Shire, a former member of Citywire Top Stocks, has been under a cloud since the end of June when US authorities approved a generic rival to Adderall XR, one of its best-selling drugs and and an important treatment for hyperactive kids.
At its half-year results chief executive Angus Russell said in response to analysts’ downgrades the company wanted to underline the group’s potential for continued growth. ‘We feel confident about putting a floor under our earnings (growth) this year of 10%,’ he said.
This afternoon’s rally takes the share price close back to the £19.66 level before it plunged at the end of June on the Adderall fears.
Analysts at Jefferies noted that some of the earnings growth would come from lower spending and taxes but said ‘signs of cost control and strong 2Q sales should enable a stock uptick’.
For more on the company here is a video I made at the end of June called:
'Stressed Shires could make a comeback'.
'Whatever it takes'? Investors buy into euro promise
15.30: ‘It’s all about the ECB,’ says Joshua Raymond of City Index, explaining today’s market rally, which runs against a mostly weak set of signs on the strength of the world economy.
Expectations that the European Central Bank’s Mario Draghi will follow up his pledge last week to do ‘whatever it takes’ to save the euro are keeping markets higher. In addition, investors are awaiting the policy decision from the US Federal Reserve comes later today, along with some carefully watched comments from chairman Ben Bernanke.
No immediate action is expected in the US though, nor in the UK, where the Bank of England is poised to make its own monthly policy announcement.
‘The data has been pretty weak – it’s going to increase expectations of central bank action. It’s all about central banks. Given the rhetoric from Mario Draghi, there is optimism that he is going to announce some form of stimulus,’ said Raymond.
After weak PMI readings for China and the UK this morning, the US ISM manufacturing PMI came in at 49.8 (below 50 indicated contraction), worse than the 50.2 expected. July employment data was better than expected though, at 163,000 for July.

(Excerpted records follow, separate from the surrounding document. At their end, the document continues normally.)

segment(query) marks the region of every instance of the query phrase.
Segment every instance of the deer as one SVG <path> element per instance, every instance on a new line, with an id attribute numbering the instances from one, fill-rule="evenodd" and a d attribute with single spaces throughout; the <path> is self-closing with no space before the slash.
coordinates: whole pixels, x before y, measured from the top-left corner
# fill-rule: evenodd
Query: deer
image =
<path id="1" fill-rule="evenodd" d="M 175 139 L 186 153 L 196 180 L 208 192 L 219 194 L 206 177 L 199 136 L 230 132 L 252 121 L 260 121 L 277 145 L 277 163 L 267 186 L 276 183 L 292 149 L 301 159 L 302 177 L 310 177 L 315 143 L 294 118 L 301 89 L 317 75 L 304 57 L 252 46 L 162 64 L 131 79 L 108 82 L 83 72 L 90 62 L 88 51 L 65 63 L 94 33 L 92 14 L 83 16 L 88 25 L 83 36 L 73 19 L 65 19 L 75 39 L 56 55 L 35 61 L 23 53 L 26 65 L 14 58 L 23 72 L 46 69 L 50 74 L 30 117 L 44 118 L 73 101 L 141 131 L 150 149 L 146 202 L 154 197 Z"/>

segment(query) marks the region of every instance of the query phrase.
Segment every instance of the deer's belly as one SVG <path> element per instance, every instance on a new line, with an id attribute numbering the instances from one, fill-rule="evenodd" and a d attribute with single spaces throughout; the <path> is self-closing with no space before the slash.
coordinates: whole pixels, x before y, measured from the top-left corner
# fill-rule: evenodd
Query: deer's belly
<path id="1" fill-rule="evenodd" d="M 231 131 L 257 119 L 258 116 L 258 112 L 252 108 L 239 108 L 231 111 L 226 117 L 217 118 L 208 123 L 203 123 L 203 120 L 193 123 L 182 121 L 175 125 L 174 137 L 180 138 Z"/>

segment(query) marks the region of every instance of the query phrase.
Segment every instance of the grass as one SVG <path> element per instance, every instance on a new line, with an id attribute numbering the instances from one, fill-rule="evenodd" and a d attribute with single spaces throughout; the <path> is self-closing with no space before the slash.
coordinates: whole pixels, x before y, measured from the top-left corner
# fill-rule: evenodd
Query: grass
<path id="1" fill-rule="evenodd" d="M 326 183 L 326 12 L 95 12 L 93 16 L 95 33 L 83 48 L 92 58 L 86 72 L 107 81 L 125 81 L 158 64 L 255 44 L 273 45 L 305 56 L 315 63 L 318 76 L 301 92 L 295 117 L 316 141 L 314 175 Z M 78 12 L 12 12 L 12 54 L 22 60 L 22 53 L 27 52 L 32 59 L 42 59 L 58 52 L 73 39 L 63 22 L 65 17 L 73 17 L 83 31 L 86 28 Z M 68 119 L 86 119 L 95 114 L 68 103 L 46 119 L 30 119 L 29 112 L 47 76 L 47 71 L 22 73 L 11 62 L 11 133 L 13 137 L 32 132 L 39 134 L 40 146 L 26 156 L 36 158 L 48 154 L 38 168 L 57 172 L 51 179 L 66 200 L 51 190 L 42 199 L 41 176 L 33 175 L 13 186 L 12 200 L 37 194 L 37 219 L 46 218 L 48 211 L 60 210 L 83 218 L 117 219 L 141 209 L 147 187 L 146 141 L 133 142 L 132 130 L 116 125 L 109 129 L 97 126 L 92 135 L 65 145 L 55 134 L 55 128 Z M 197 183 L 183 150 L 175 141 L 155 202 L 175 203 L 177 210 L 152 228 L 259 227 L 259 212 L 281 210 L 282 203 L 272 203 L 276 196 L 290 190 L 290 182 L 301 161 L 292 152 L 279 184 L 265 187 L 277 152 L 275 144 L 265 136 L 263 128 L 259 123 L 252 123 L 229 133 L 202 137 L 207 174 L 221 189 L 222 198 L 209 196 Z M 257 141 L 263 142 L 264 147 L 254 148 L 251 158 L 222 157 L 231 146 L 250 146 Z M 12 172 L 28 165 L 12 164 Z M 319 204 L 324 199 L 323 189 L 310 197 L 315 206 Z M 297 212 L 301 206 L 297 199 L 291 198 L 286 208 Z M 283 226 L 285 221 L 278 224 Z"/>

The Dow Jones is up 0.1%, while the S&P 500 is 0.2% higher. In the UK, the FTSE 100 has been steadily rising throughout the day and is now up 1.1% at 5,697, with 5,700 proving a tough barrier to overcome.
Cape shares plunge on second warning, Slater fund hit15.00 Cape (CIU.L) shares have plunged by more than a third today after the industrial services provider issued its second profits warning in two months.
Cape, a top-10 holding in the top-performing MFM Slater Growth fund, crashed 35% or £1.03, to 186.6p after warning that delays in projects in Australia meant it was unlikely to meet profit expectations for the full year.
‘Lower revenue, combined with increasing pricing pressure, has led to operating margins being significantly lower than previously expected,’ said the company, which provides insulation and industrial cleaning services to power firms and miners.
Craig Howie of Shore Capital said the news was ‘enormously disappointing’, adding: ‘We had previously downgraded our recommendation to "hold" following contract issues at Arzew in Algeria, and are now placing our stance under review following today’s update.’
The MFM Slater Growth fund, managed by Citywire A-rated Mark Slater, is top of the UK All Companies fund sector over three years. However, it has tumbled to the sector’s bottom quartile after losing over 7% in the three months to the end of June, in part caused by the problems at Cape. Cape’s shares have more than halved in the past three months.
Spain retains S&P rating despite 'negative' outlook
12.06: Spain hangs on to its BBB+ rating from Standard & Poor's, though the ratings agency has re-iterated its 'negative' outlook for the country amid 'multiple risks' to Spain's crucial economic rebalancing towards greater reliance on exports.
Actually, S&P says Spain is re-orientating its economy – which is suffering the fall-out from a massive property bubble, which burst robbing the country of its main source of revenues – faster than expected. But this has meant a decline in tax receipts, putting a greater strain on government finances. The government's commitment to cut its debt is 'strong', S&P says.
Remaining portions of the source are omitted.